栃木県弁護士会からのお知らせ

地方消費者行政の維持・強化を求める意見書

第1 意見の趣旨
1 国は、消費生活センターにおける消費生活相談員の人件費に充てることを含む人材確保及び処遇改善に活用できる地方消費者行政に関する交付金を2026(令和8)年度以降も継続または同様の措置を講ずること。
2 全国消費生活情報ネットワークシステム(PIO-NET)の刷新及び相談業務のデジタル化に伴う地方公共団体の設備刷新及び運営の経費を、国において全額負担する措置を講ずること。

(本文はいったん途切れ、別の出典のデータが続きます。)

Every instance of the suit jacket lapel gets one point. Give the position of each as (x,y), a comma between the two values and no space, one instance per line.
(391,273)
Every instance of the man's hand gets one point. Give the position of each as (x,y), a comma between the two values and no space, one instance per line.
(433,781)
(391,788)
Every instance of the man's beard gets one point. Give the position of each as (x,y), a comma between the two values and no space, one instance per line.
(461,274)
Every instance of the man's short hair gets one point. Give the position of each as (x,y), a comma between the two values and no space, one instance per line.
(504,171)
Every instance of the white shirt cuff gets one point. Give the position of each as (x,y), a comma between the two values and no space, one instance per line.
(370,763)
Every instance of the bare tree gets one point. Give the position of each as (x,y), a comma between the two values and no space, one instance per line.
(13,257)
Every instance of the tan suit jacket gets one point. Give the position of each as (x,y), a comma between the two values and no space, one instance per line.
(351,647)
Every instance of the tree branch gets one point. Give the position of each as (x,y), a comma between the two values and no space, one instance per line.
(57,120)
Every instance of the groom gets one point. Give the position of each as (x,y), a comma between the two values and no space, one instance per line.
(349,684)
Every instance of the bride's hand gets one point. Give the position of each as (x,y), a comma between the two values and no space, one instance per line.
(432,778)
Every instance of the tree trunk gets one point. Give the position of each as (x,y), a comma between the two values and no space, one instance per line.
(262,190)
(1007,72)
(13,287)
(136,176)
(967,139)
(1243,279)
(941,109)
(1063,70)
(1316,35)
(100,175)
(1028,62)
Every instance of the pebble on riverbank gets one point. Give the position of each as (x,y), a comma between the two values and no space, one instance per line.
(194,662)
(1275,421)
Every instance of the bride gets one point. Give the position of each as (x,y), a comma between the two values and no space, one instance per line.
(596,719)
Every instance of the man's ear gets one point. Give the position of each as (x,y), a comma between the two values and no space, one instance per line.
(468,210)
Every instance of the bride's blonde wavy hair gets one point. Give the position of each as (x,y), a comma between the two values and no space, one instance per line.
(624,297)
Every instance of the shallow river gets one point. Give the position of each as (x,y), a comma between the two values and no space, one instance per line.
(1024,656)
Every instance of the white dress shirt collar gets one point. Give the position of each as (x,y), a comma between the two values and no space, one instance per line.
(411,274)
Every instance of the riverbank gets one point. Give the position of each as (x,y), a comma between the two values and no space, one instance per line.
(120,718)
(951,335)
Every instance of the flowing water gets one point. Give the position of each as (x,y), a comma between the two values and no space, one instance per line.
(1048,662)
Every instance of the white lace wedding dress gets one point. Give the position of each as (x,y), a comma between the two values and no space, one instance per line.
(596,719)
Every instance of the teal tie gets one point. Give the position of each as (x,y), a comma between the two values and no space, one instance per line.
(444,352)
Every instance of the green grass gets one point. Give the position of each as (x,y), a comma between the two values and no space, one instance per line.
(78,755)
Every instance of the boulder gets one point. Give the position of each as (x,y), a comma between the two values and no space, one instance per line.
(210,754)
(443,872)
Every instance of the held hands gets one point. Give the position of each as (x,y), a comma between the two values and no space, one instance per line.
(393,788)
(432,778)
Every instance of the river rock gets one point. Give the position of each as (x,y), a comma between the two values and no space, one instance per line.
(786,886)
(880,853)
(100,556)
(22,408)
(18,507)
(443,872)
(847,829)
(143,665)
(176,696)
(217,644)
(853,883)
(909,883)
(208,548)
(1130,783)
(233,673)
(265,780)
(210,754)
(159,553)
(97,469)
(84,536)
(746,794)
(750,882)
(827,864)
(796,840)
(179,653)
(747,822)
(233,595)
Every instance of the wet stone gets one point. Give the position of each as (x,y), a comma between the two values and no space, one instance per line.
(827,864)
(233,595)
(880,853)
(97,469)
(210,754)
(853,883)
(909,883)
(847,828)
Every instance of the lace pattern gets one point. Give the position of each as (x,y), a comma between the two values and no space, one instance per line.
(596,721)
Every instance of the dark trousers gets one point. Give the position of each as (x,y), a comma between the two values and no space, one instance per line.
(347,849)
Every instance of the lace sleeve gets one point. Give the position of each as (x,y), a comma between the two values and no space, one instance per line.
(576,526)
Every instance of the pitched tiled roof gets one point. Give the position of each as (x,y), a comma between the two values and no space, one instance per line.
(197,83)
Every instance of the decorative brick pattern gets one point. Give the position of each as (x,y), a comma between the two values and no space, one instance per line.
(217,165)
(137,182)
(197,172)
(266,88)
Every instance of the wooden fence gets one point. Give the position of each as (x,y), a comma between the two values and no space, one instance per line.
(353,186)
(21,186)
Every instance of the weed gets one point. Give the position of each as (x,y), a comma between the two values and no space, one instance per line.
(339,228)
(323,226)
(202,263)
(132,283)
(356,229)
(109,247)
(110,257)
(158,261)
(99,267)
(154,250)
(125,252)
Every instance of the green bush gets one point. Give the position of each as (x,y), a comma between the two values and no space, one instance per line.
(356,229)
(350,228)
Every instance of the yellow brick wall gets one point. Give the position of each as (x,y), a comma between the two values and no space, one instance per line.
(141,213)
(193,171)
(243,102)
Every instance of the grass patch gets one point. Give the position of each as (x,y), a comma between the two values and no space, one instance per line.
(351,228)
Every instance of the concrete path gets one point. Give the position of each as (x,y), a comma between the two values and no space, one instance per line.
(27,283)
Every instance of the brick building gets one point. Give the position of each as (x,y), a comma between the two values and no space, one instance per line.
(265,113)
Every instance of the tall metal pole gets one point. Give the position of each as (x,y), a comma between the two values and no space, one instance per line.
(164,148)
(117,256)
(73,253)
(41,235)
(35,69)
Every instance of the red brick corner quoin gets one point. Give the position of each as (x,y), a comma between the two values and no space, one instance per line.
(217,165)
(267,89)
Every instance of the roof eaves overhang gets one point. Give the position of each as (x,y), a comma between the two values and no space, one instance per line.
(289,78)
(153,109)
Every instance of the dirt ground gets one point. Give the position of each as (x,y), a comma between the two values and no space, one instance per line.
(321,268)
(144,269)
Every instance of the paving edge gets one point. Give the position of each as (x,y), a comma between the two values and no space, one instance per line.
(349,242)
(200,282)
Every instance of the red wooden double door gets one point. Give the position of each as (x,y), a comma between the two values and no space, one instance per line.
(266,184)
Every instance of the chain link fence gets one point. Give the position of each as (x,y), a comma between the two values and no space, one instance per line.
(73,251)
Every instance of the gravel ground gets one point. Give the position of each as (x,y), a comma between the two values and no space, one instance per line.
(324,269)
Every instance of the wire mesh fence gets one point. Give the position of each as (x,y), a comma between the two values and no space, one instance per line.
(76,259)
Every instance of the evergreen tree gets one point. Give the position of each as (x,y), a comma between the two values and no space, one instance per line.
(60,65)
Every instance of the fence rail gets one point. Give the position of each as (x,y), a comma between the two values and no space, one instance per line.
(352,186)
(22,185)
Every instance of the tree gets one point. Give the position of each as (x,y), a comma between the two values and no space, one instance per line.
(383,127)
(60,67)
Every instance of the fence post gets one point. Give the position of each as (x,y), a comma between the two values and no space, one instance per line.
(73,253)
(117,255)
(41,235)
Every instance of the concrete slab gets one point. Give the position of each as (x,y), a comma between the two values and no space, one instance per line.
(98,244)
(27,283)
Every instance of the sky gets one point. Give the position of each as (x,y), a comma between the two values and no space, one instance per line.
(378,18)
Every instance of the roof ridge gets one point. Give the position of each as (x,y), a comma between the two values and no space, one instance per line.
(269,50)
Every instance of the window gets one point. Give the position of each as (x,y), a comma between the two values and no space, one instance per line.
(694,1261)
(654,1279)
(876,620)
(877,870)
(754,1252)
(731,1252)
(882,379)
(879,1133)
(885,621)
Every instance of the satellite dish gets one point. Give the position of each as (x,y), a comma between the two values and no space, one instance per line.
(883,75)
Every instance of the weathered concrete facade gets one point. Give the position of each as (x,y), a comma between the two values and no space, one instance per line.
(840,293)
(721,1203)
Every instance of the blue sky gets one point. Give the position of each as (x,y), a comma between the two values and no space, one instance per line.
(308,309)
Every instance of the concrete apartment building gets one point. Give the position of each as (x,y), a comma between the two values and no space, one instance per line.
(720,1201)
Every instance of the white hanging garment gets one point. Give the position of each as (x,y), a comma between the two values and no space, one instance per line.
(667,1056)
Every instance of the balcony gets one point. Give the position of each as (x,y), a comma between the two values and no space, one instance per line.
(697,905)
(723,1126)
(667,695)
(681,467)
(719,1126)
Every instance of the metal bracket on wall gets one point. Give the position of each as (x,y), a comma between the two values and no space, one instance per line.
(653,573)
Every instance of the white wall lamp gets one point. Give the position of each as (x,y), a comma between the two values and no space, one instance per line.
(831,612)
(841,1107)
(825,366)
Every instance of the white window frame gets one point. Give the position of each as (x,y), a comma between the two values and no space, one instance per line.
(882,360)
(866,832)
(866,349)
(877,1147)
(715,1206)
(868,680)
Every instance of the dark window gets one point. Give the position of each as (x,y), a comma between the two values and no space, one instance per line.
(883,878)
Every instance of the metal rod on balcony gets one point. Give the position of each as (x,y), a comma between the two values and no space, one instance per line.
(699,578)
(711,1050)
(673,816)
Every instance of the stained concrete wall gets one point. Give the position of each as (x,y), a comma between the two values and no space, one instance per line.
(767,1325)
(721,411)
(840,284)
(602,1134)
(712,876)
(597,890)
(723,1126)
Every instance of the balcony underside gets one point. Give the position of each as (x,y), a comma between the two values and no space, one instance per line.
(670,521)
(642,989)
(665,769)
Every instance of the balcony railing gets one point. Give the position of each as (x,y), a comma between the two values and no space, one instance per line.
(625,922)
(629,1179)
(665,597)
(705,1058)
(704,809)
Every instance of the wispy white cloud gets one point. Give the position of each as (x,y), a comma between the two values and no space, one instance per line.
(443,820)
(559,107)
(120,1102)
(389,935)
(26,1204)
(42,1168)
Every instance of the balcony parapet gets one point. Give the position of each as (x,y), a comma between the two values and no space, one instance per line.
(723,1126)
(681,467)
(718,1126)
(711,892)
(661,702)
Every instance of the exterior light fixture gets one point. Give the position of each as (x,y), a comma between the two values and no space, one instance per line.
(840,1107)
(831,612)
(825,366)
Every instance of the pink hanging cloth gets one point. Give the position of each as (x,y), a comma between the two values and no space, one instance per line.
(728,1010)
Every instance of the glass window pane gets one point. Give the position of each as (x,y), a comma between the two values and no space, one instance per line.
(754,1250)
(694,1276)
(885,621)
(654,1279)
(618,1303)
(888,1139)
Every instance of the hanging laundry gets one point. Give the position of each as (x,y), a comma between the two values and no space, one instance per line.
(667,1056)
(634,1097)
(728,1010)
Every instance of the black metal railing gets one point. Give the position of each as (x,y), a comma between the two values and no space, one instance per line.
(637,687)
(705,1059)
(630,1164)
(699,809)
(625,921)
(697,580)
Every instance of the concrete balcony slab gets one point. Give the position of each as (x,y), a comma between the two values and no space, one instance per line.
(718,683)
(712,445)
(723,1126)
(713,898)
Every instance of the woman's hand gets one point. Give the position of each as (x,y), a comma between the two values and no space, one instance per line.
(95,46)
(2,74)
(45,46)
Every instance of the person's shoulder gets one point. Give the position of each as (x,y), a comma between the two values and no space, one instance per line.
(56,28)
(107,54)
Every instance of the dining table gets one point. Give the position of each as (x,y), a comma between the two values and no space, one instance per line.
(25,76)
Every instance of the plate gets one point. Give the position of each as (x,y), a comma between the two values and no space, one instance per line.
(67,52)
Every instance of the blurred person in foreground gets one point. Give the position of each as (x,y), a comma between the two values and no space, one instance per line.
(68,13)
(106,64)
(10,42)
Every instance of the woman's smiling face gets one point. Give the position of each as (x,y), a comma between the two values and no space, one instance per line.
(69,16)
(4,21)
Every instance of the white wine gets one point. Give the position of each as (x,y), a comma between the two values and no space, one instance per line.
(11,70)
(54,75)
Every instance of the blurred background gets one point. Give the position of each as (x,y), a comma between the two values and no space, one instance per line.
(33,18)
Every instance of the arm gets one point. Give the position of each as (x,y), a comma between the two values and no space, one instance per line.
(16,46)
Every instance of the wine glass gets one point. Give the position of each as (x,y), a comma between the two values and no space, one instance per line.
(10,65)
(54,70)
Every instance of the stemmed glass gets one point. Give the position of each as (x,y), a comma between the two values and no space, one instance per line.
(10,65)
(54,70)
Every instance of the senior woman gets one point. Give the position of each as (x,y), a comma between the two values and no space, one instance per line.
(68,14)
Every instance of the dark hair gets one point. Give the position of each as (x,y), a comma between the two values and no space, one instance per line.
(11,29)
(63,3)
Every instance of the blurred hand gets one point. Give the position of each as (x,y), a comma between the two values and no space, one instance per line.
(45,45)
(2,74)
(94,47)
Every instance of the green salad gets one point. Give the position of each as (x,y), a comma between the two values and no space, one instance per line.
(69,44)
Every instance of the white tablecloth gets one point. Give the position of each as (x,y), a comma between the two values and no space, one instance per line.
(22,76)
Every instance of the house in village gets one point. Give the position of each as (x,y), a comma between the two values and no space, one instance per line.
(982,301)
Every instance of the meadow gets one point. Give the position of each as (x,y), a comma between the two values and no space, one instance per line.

3 地方消費者行政の事務のうち消費生活相談体制及び相談情報集約事務、適格消費者団体の活動支援事務など、国と地方公共団体相互の利害に関係する事務であって国全体の水準を確保する必要があるものについては、地方財政法10条の適用によりその全部または相当部分を国が負担することについて検討すること。
4 消費者被害防止に取り組む適格消費者団体の運営及び地域の消費者団体の育成・活動支援・連携のために地方公共団体が行う支援事務に対し、国は財政支援を継続・拡充すること。
 
第2 意見の理由
1 消費者被害の実情と地方消費者行政
 消費者庁の2024(令和6)年版消費者白書によると、2023(令和5)年度の全国の消費生活相談件数は約90.0万件であり、前年よりも約3.3万件増加している。同白書によると、令和5年の消費者被害・トラブル推計額(既支払額(信用供与含む。))は約8.8兆円であり、前年度よりも2兆円以上増加している。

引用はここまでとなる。